Puttkamer gehört zu einer Minderheit der diesjährigen Besucher der Free Walking Touren. Eigentlich sind 80 Prozent der Teilnehmer deutschsprachig, doch das hat sich geändert. Noch im vergangenen Jahr hatte es in den Sommermonaten im Vergleich zu den Corona-Jahren einen regelrechten Ansturm von deutschsprachigen Buchungen bei Robin and the Tourguides gegeben.

Kušnír vermutet das Neun-Euro-Ticket als Grund. Damals waren viele preisbewusste deutsche Touristen in ihrem Heimatland unterwegs. „In diesem Jahr fliegen die Leute lieber nach Mallorca und holen Erfahrungen im Ausland nach, was ich auch verstehen kann.“ Aus diesem Grund gebe es im Sommer 2023 weniger Buchungen der deutschen Free Walking Touren.

Weniger deutsche Teilnehmer bei den Touren

Insgesamt hätte sich der Tourismus in der Hansestadt von den Corona-Beschränkungen der vergangenen Jahre aber gut erholt, sagt Ulrike von Albedyll, Landesgeschäftsführerin des Hotel- und Gaststättenverbandes Dehoga. Bisher liegen nur Übernachtungszahlen von Januar bis einschließlich Mai 2023 vor – hier sei ein Zuwachs von knapp 27 Prozent gegenüber dem gleichen Vorjahreszeitraum zu verbuchen.

Dabei muss aber berücksichtigt werden, dass die Corona-Beschränkungen erst im Mai 2022 weitestgehend aufgehoben wurden und zu einer Normalisierung für den Tourismus geführt haben. Mit mehr als 5,5 Millionen Übernachtungen seit Januar 2023 seien die Hotels in Hamburg zufrieden, sagt von Albedyll.

Die Tour von Brookes endet nach zwei Stunden vor dem Michel. Diese Zeitspanne sei auch das Maximum, das Robin and the Tourguides den Gästen zumuten möchten. „Wenn es sehr heiß oder sehr kalt ist, machen wir nach einer Stunde eine Pause, sodass die Teilnehmer sich erfrischen oder aufwärmen können“, so Kušnír. Zum Abschluss bedankt sich Brookes für die Aufmerksamkeit und bittet seine Gäste darum, selbst einzuschätzen, wie viel ihnen die Tour wert gewesen ist. Während die Teilnehmer sich bedanken drücken sie ihm Geldscheine in die Hand. Man sieht 5-, 10- und 20-Euro-Scheine.

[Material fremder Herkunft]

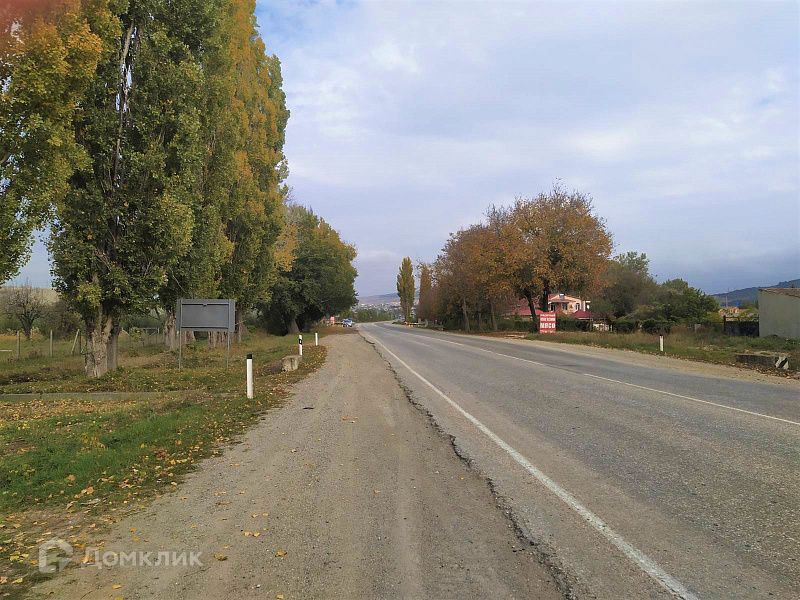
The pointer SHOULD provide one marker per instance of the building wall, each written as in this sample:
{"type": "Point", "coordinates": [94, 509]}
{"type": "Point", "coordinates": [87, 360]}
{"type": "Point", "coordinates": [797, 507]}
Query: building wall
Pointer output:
{"type": "Point", "coordinates": [778, 314]}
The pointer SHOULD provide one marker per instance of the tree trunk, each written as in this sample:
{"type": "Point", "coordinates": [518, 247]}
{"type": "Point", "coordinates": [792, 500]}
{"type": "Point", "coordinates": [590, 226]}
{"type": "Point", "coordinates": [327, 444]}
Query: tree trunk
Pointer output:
{"type": "Point", "coordinates": [531, 305]}
{"type": "Point", "coordinates": [292, 325]}
{"type": "Point", "coordinates": [170, 331]}
{"type": "Point", "coordinates": [98, 332]}
{"type": "Point", "coordinates": [546, 297]}
{"type": "Point", "coordinates": [465, 313]}
{"type": "Point", "coordinates": [241, 328]}
{"type": "Point", "coordinates": [112, 346]}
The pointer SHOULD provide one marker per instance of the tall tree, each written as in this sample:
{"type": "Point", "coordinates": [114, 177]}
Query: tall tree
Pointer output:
{"type": "Point", "coordinates": [317, 281]}
{"type": "Point", "coordinates": [557, 243]}
{"type": "Point", "coordinates": [405, 287]}
{"type": "Point", "coordinates": [128, 216]}
{"type": "Point", "coordinates": [48, 56]}
{"type": "Point", "coordinates": [629, 284]}
{"type": "Point", "coordinates": [255, 126]}
{"type": "Point", "coordinates": [425, 308]}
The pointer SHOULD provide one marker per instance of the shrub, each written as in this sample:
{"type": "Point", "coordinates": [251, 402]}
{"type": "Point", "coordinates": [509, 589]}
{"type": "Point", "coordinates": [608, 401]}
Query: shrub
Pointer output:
{"type": "Point", "coordinates": [656, 326]}
{"type": "Point", "coordinates": [625, 326]}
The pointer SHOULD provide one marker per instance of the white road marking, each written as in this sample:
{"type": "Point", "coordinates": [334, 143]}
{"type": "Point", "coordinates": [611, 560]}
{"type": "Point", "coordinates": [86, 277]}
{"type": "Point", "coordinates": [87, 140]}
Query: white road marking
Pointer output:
{"type": "Point", "coordinates": [644, 562]}
{"type": "Point", "coordinates": [641, 387]}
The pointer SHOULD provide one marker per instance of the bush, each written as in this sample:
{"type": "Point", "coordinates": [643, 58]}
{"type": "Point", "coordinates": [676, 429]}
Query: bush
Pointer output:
{"type": "Point", "coordinates": [60, 319]}
{"type": "Point", "coordinates": [625, 326]}
{"type": "Point", "coordinates": [656, 326]}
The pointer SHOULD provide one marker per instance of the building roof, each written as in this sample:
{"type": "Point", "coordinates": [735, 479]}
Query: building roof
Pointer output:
{"type": "Point", "coordinates": [785, 291]}
{"type": "Point", "coordinates": [583, 314]}
{"type": "Point", "coordinates": [522, 309]}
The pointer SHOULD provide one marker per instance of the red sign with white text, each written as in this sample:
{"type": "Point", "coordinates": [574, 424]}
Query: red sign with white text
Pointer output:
{"type": "Point", "coordinates": [547, 322]}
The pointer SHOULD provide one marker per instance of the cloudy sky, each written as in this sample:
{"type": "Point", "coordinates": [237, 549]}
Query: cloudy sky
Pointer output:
{"type": "Point", "coordinates": [680, 119]}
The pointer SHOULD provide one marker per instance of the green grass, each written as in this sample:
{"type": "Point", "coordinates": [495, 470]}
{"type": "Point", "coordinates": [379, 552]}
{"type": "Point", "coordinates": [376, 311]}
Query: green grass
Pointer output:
{"type": "Point", "coordinates": [79, 457]}
{"type": "Point", "coordinates": [703, 346]}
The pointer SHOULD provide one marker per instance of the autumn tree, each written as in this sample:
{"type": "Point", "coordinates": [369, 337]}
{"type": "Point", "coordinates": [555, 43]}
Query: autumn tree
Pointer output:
{"type": "Point", "coordinates": [48, 57]}
{"type": "Point", "coordinates": [253, 130]}
{"type": "Point", "coordinates": [629, 284]}
{"type": "Point", "coordinates": [405, 287]}
{"type": "Point", "coordinates": [317, 281]}
{"type": "Point", "coordinates": [556, 242]}
{"type": "Point", "coordinates": [456, 277]}
{"type": "Point", "coordinates": [425, 307]}
{"type": "Point", "coordinates": [128, 215]}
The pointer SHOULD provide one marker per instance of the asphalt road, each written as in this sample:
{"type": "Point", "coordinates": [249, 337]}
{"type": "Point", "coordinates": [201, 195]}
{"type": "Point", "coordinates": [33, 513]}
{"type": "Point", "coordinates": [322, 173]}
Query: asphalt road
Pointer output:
{"type": "Point", "coordinates": [637, 481]}
{"type": "Point", "coordinates": [348, 491]}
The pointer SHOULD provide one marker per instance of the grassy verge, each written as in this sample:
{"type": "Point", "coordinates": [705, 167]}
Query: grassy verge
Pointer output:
{"type": "Point", "coordinates": [702, 346]}
{"type": "Point", "coordinates": [74, 462]}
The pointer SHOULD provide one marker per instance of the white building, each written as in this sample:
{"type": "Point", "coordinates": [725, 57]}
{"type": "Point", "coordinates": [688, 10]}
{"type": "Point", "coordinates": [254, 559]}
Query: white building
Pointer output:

Tourguides behalten nur Teil der Einnahmen

Für jeden Tourteilnehmer muss der selbstständige Guide an Robin and the Tourguides eine Provision entrichten. Zur genauen Höhe will sich Kušnír nicht öffentlich äußern. Die Konkurrenz lese schließlich mit. Da er selbst schon lange in dem Beruf arbeite, lege er aber Wert auf faire Konditionen. Manchmal gehen Guide und Unternehmen auch leer aus. Nämlich wenn Teilnehmer die Tour vor dem letzten Stopp verlassen. „Damit muss man rechnen, es passiert aber eher selten. Am Anfang ist man als Guide darüber noch ein bisschen gekränkt“, sagt er. „Mit der Zeit legt sich das aber – und es zählt mehr die Tatsache, den Leuten die Stadt zeigen zu können.“

Im Durchschnitt bezahlen Gäste freiwillig sechs bis zehn Euro pro Person. Dies sei jedoch weniger als der Preis für ein offizielles Tourticket bei anderen Anbietern, weiß Kušnír. Bei einer maximalen Gruppengröße von 35 Personen und durchschnittlich vier Touren am Tag würden Gesellschafter und Guides von ihrer Tätigkeit leben können.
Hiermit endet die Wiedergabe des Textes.